Los pecados capitales
BALONCESTO

Los pecados capitales

Este fin de semana recibimos a Barakaldo, uno de los grandes aspirantes a meterse en los play-off de pelea por el título y con gente muy experimentada en grandes categorías del baloncesto español.

En la primera parte sacamos a relucir todos nuestros pecados. Poco movimiento de balón, tiros forzados por no generar opciones, egoísmo y pereza totales en defensa, en la cual no pudimos presionar a tope “porque me rompe”, y esa ayuda que debería venir de tus compañeros nunca llega.

En vez de que esa ira que estaba naciendo en nosotros nos pusiese las pilas para ponerle más intensidad cada vez y morder en defensa, lo pagamos entre nosotros.

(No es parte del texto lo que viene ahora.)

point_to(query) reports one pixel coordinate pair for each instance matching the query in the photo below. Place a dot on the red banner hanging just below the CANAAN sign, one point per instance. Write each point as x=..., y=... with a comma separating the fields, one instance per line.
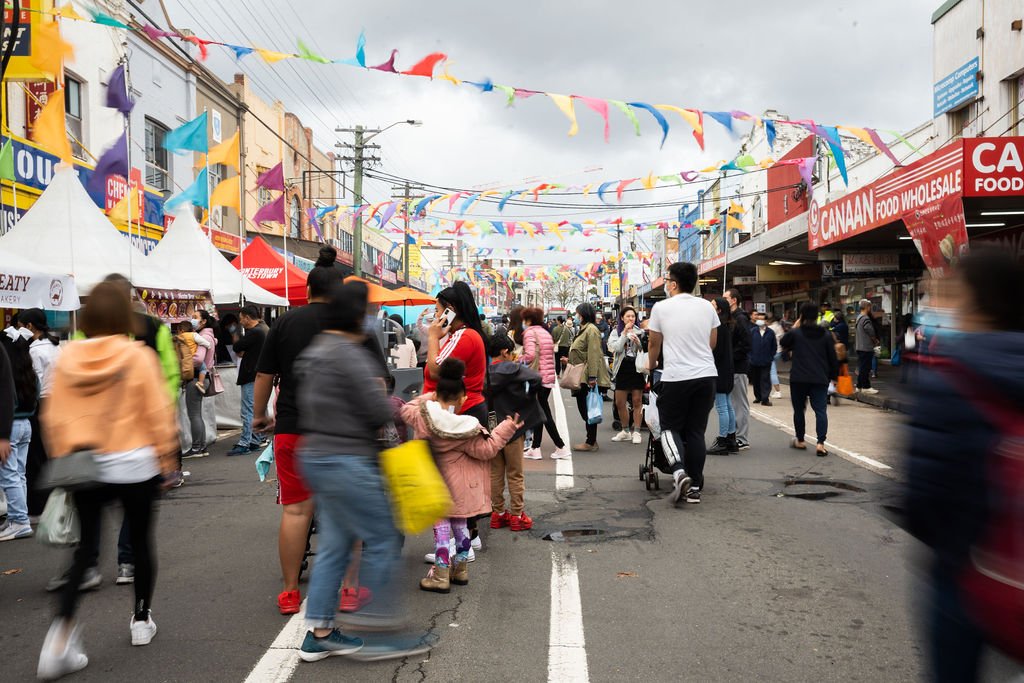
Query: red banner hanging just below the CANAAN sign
x=940, y=233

Malas caras, reproches, contestaciones, protestas cada vez que me voy al banquillo…

Después de dos parciales de 7-17 y 8-15 (15-32 en el conteo del marcador al descanso) nos fuimos a los vestuarios. Literalmente. No era momento de una bronca monumental ni de echarles cuatro gritos para ponerles las pilas; era momento de hablar, de calmarse; tomar una bocanada de aire y darse cuenta de que haciendo la guerra cada uno por su cuenta no vamos a ningún lado, que no pasa nada por perder un partido y sí por dar una imagen equivocada del grupo. Perder partidos no puede romper el ambiente en el que los propios jugadores han dicho que se sienten cómodos, nuevos y veteranos.

Salimos al campo y la cara del equipo, al menos vista desde dentro, fue otra. La defensa funcionaba mejor y en ataque igualamos en el tercer parcial la suma de los dos anteriores. Había más comunicación y menos gritos y logramos sacar una buena cantidad de faltas. El resultado final de 39-63 no fue tan abultado como podría haber sido de seguir como en la primera parte.

En cuanto a temas extradeportivos, y esto no lo volveré a hacer, solamente destacar que la actitud del principal para con ambos equipos fue vergonzosamente dispar. Una actuación así solamente empaña la merecida victoria de un equipo que estará en la lucha por la liga. Envalentonarse y contestar mal, o no contestar, cuando el que te reclama es un chavalín joven es muy sencillo pero… ¡ay de mí si me reclama un veterano! Entonces toda la soberbia se queda en un rincón, que para eso es un pecado capital.